1, 0, 1, 3, 0, 4, 0, 3, 5, 0, 4, 6, 0, 4, 4, 2, 8, 0, 6, 8, 4, 7, 2, 8, 5, 17, 0, 10, 1, 27, 0, 5, 8, ...

These sequences have somewhat comparable terms for 1 ≤ n ≤ 16, but thereafter the sequences’ behaviors differ in a complex way.

Figure 5 is a plot of a₀(n) for 1 ≤ n ≤ 2¹⁰ in the character of Figure 4 which pertains to a₋₁(n).

Figure 6 is a plot of a₊₁(n) for 1 ≤ n ≤ 2¹⁰ in the character of Figure 4 which pertains to a₋₁(n).

We see that these variations do not seem to markedly change the general behavior observed for sequence a₋₁. The variant a₋₁ is perhaps preferable over the others because we have two means by which we obtain zeros, whereas we only obtain zeros in the other two via recordsetters.

Further consideration suggests that we might regard a seed (i, j) where i is the first term of the sequence and j the spacing. Therefore we have considered (1, −1), (1, 0), and (1, 1). We might also consider (0, 0).

We might also consider the Van Eck sequence (OEIS A181391) a related self-referential conditional sequence. Let condition 0 pertain to unprecedented m while condition 1 applies to m already in the sequence. We may regard the Van Eck sequence as a singly-self-referential sequence as novel m instigate the following constant term 0, whereas a_(0,0)(n) assigns a self-referential function to the succeeding term. We shall examine the case of a_(0,0)(n) in the context of the Van Eck sequence in an upcoming paper.

This concludes our examination.

Appendix:

Code 1: Generate a₋₁(n):

Block[{a = {1}},
  Do[If[FreeQ[Most@ a, a[[-1]] ],
    AppendTo[a, Count[Most@ a, _?(# > a[[-1]] &)]],
    AppendTo[a, FirstPosition[Reverse@ Most@ a, a[[-1]] ][[1]] - 1 ] ], {i, 120}]; a]
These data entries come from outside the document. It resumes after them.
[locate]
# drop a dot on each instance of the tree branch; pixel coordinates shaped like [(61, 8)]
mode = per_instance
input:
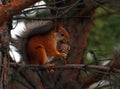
[(13, 8)]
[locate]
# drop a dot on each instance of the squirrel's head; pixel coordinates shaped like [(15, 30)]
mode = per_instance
[(62, 34)]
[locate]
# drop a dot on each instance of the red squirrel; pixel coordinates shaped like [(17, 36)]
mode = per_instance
[(38, 43)]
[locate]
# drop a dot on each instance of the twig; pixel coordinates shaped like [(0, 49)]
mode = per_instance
[(65, 67)]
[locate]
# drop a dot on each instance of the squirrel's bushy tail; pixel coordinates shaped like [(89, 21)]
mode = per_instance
[(32, 28)]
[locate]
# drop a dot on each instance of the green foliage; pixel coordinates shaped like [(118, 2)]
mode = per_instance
[(104, 35)]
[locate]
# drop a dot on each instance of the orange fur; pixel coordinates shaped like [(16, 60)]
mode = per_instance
[(42, 48)]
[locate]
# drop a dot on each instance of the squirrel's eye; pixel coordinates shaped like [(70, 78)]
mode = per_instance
[(62, 34)]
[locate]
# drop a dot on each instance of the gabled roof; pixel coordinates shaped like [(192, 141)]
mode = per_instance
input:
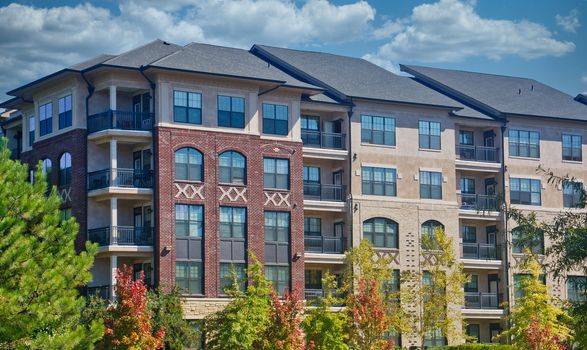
[(505, 95), (346, 77)]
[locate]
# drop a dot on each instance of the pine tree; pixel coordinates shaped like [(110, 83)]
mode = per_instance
[(40, 271)]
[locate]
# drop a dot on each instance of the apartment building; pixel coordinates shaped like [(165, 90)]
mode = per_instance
[(185, 161)]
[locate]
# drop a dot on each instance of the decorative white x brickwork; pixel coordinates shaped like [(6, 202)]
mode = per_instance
[(233, 193), (65, 194), (277, 198), (189, 191)]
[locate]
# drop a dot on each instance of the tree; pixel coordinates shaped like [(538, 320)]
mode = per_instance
[(40, 271), (325, 328), (128, 321), (167, 314), (536, 321)]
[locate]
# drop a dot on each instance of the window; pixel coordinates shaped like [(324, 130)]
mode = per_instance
[(378, 181), (430, 185), (46, 119), (189, 165), (65, 113), (577, 288), (187, 107), (381, 232), (378, 130), (276, 173), (572, 147), (524, 143), (189, 231), (525, 191), (573, 194), (65, 169), (277, 260), (31, 130), (232, 168), (231, 111), (521, 241), (429, 134), (275, 119)]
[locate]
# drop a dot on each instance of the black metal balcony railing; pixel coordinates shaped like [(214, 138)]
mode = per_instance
[(124, 120), (478, 202), (322, 139), (324, 244), (121, 235), (101, 291), (476, 300), (323, 192), (480, 251), (123, 178), (478, 153)]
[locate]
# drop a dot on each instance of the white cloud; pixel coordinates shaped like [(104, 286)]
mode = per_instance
[(451, 30), (37, 41), (569, 23)]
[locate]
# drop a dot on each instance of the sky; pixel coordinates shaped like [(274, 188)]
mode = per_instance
[(541, 39)]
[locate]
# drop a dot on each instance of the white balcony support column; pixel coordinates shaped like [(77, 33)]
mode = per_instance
[(113, 161), (113, 220), (113, 268)]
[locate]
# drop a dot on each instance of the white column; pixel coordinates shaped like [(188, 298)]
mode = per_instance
[(113, 268), (113, 161)]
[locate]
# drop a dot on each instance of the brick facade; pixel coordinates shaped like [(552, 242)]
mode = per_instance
[(211, 196), (75, 197)]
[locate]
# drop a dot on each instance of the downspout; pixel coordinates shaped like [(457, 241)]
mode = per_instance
[(154, 203)]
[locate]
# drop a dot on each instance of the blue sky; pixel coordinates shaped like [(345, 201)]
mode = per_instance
[(542, 39)]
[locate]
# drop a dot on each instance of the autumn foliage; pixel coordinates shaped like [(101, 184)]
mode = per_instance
[(128, 321)]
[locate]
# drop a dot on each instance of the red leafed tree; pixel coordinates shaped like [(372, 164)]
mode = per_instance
[(128, 321), (284, 331), (368, 320)]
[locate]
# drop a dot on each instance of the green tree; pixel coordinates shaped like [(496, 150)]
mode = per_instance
[(167, 314), (324, 327), (536, 322), (40, 270)]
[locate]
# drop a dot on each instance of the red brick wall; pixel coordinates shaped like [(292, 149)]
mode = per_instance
[(211, 144), (74, 142)]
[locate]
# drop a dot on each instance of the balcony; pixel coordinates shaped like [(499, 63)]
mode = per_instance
[(121, 235), (128, 178), (324, 244), (476, 300), (121, 120)]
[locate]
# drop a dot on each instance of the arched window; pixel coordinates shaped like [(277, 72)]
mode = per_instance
[(381, 232), (189, 165), (232, 168), (522, 240), (65, 169)]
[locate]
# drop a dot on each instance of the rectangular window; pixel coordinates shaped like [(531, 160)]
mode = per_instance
[(276, 173), (524, 143), (378, 130), (31, 130), (429, 134), (277, 254), (573, 195), (378, 181), (525, 191), (430, 185), (577, 288), (65, 114), (231, 111), (187, 107), (46, 119), (275, 119), (572, 147)]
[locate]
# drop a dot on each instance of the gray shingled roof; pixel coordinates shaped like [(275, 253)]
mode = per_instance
[(508, 95), (226, 61), (354, 77)]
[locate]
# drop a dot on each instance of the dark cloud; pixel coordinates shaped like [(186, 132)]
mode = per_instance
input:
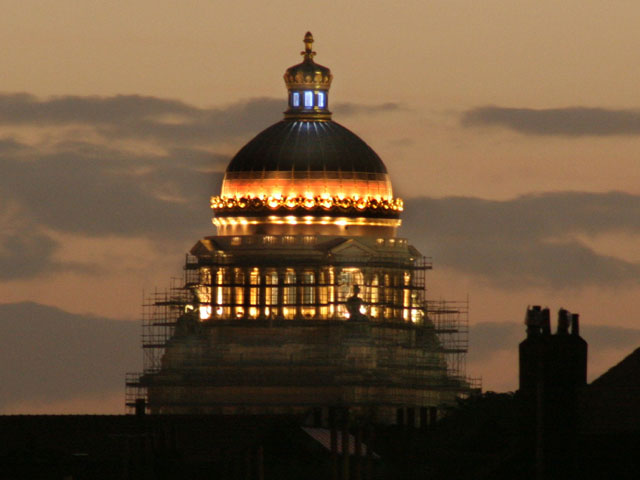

Code 2: Plot a₋₁(n) in the style of Figure 4:

Block[{nn = 2^10, a = {1}, b = {0}, c, d = {1}, k, o = -1, r, s, t, u = {0}, w, z, out = -100},
  w = Range[nn];
  Do[If[FreeQ[Most@ a, a[[-1]] ],
    AppendTo[a, Set[k, Count[Most@ a, _?(# > a[[-1]] &)]]];
      d = Union[d, {k}]; AppendTo[b, 0]; w = DeleteCases[w, k];
      AppendTo[u, First[w]],
      AppendTo[a,
        Set[k, FirstPosition[Reverse@ Most@ a, a[[-1]] ][[1]] + o]];
      d = Union[d, {k}]; AppendTo[b, 1]; w = DeleteCases[w, k];
      AppendTo[u, First[w]] ];, {i, nn}];
  c = Array[a[[#]] (1 - b[[#]]) &, Length@ a];
  r = Map[FirstPosition[a, #][[1]] &, Union@ FoldList[Max, a]];
  r = Array[If[FreeQ[r, #], out, a[[#]]] &, nn];
  s = Array[If[b[[#]] == 0, a[[#]], out] &, nn];
  t = Map[FirstPosition[c, #][[1]] &, Union@ FoldList[Max, c]];
  t = Array[If[FreeQ[t, #], out, a[[#]]] &, nn];
  z = Array[If[a[[#]] == 0, a[[#]], out ] &, nn];
  ListPlot[{a[[1 ;; nn]], s, r, t, u, z}, ImageSize -> Large,
    PlotRange -> {{1, nn}, {-1, Max@ a[[1 ;; nn]]}},
    AspectRatio -> Automatic,
    PlotStyle -> {
     Directive[Black, PointSize[Tiny] ],
     Directive[Green, PointSize[Medium] ],
     Directive[Red, PointSize[Small] ],
     Directive[Orange, PointSize[Medium] ],
     Directive[Hue[1/7], PointSize[Tiny] ],
     Directive[Blue, PointSize[Small] ]
    }]
  ]]

Document Revision Record.

2021 0208 1800 Created.
2021 0209 1000 Renamed, concluding paragraph added.